According to Metal Archives, Grand Belial’s Key’s first full length, Mocking the Philanthropist, was released sometime in 1997 (I’ve been unable to track down an exact date). The Virginia-based band recorded two well-received demos and an EP prior to their debut, but the removal of drummer/vocalist Lord Vlad Luciferian (who would go on to join Ancient) would signal the dawn of the band’s classic era; GBK were about to become one of the most infamous and instantly recognizable bands in US black metal.
Indeed, the first thing one notices about Mocking the Philanthropist is its bulldozing, rough-around-the-edges sound. While far from being pristine, the production isn’t the thin, ultra-trebly assault that characterized most underground black metal albums of the day; instead there is an almost punk-like quality to its garagey grit and grime. GBK would go on to perfect this sound a few years later with Judeobeast Assassination, but on Mocking the Philanthropist it is evident that they had begun to forge something extremely unique.
Grand Belial’s Key also proved themselves to be more sophisticated musically than their USBM peers. Guitarist Gelal Necrosodomy’s riffs on tracks such as “Shemhamforash” “The Slums of Jerusalem” and “Summerian Fairytale” are far catchier, more interesting and more rocking than anything their contemporaries were doing, striking a perfect balance between the classic guitar-work of first wave black metal bands such as Venom and Celtic Frost and the grim tremolo picking of the Norwegians. Drummer/vocalist The Black Lourde of Crucifixion also puts in an absolutely killer performance, laying the foundation for each track; rarely blasting, but always staying in the pocket and throwing in some cool fills here and there to push each song forward.

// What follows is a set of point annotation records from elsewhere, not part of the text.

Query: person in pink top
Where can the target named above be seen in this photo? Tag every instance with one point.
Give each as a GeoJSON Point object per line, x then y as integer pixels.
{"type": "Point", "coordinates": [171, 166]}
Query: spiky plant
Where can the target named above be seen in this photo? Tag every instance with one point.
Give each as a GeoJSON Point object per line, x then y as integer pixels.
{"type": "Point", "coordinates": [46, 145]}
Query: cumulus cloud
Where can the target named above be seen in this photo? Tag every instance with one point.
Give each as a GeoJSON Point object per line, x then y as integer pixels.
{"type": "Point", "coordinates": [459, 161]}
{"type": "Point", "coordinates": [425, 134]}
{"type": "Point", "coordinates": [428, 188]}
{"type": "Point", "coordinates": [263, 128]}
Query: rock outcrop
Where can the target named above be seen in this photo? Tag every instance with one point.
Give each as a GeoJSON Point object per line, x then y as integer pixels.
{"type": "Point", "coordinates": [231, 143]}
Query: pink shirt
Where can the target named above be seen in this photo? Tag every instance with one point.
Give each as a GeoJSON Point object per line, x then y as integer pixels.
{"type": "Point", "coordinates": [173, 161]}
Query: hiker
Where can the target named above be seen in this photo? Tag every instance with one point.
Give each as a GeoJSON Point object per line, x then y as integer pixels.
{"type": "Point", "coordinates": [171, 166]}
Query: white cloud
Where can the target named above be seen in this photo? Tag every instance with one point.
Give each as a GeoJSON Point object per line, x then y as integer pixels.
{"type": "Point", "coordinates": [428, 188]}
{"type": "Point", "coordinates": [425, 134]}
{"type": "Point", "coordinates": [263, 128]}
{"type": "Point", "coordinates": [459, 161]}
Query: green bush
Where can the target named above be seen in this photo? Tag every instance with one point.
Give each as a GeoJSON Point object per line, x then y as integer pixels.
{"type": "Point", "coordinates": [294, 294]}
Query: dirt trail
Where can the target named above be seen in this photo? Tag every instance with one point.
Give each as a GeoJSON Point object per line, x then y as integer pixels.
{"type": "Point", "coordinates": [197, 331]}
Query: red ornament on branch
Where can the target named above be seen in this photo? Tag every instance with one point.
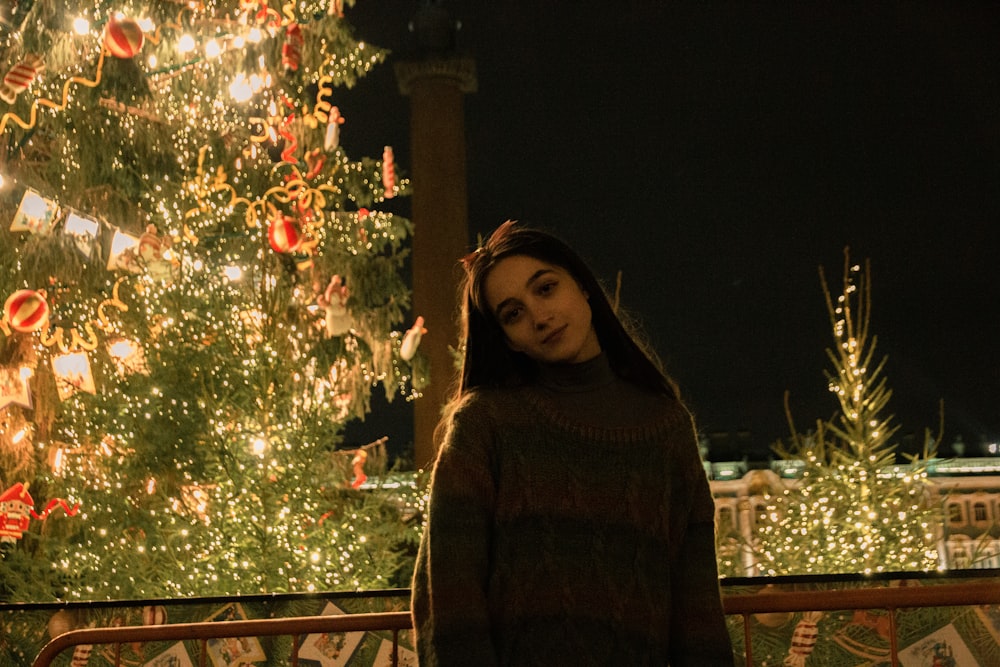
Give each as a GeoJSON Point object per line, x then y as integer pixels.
{"type": "Point", "coordinates": [26, 310]}
{"type": "Point", "coordinates": [284, 234]}
{"type": "Point", "coordinates": [123, 38]}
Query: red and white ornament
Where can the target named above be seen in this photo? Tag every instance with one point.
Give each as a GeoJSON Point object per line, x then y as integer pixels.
{"type": "Point", "coordinates": [411, 340]}
{"type": "Point", "coordinates": [358, 465]}
{"type": "Point", "coordinates": [803, 639]}
{"type": "Point", "coordinates": [154, 615]}
{"type": "Point", "coordinates": [284, 234]}
{"type": "Point", "coordinates": [388, 172]}
{"type": "Point", "coordinates": [26, 310]}
{"type": "Point", "coordinates": [123, 38]}
{"type": "Point", "coordinates": [20, 76]}
{"type": "Point", "coordinates": [291, 50]}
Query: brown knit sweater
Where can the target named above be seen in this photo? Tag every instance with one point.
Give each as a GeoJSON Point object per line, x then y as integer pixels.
{"type": "Point", "coordinates": [570, 523]}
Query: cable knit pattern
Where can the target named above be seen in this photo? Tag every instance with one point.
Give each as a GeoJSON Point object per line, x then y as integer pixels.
{"type": "Point", "coordinates": [569, 524]}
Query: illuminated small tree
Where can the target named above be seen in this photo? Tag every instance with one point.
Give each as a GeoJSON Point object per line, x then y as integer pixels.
{"type": "Point", "coordinates": [853, 510]}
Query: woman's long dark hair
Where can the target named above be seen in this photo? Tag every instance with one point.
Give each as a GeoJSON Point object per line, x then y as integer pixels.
{"type": "Point", "coordinates": [489, 362]}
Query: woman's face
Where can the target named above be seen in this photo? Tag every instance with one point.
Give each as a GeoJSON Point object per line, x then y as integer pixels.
{"type": "Point", "coordinates": [542, 310]}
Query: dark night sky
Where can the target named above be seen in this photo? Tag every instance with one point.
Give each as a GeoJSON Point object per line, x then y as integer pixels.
{"type": "Point", "coordinates": [717, 154]}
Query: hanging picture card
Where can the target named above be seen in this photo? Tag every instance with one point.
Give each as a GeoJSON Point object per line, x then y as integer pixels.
{"type": "Point", "coordinates": [73, 374]}
{"type": "Point", "coordinates": [124, 254]}
{"type": "Point", "coordinates": [14, 387]}
{"type": "Point", "coordinates": [36, 214]}
{"type": "Point", "coordinates": [84, 233]}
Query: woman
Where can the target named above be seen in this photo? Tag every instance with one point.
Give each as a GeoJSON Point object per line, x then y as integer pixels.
{"type": "Point", "coordinates": [570, 519]}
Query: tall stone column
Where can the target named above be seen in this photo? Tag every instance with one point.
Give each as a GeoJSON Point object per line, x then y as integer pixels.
{"type": "Point", "coordinates": [436, 85]}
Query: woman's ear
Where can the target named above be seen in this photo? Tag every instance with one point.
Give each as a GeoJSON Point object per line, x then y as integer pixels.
{"type": "Point", "coordinates": [511, 346]}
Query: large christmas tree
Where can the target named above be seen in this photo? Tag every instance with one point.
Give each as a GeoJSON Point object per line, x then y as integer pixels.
{"type": "Point", "coordinates": [201, 289]}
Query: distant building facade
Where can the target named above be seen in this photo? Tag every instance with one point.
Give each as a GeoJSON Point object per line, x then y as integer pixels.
{"type": "Point", "coordinates": [968, 490]}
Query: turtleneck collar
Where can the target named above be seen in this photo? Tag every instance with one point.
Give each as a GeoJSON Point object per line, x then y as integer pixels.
{"type": "Point", "coordinates": [579, 377]}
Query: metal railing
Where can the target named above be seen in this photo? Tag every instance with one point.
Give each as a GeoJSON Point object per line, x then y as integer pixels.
{"type": "Point", "coordinates": [295, 627]}
{"type": "Point", "coordinates": [891, 599]}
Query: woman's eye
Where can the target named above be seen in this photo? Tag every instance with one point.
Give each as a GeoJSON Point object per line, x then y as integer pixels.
{"type": "Point", "coordinates": [546, 288]}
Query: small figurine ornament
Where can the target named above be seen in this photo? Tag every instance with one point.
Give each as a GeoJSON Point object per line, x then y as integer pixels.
{"type": "Point", "coordinates": [334, 301]}
{"type": "Point", "coordinates": [411, 340]}
{"type": "Point", "coordinates": [20, 76]}
{"type": "Point", "coordinates": [358, 463]}
{"type": "Point", "coordinates": [388, 172]}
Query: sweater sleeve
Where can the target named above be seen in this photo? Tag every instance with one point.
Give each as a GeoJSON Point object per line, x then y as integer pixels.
{"type": "Point", "coordinates": [699, 636]}
{"type": "Point", "coordinates": [449, 593]}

Mocking the Philanthropist is where Grand Belial’s Key fully asserted what would become their signature sound, beginning a reign of terror that continues to this day. Although the mainstream metal community continues with their fruitless attempts to sweep GBK under the rug, one cannot deny that the band has carved out a singular legacy for themselves within the American black metal underground and deserves to be mentioned in the same breath as the likes of other USBM pioneers such as Von, Profanatica and Demoncy.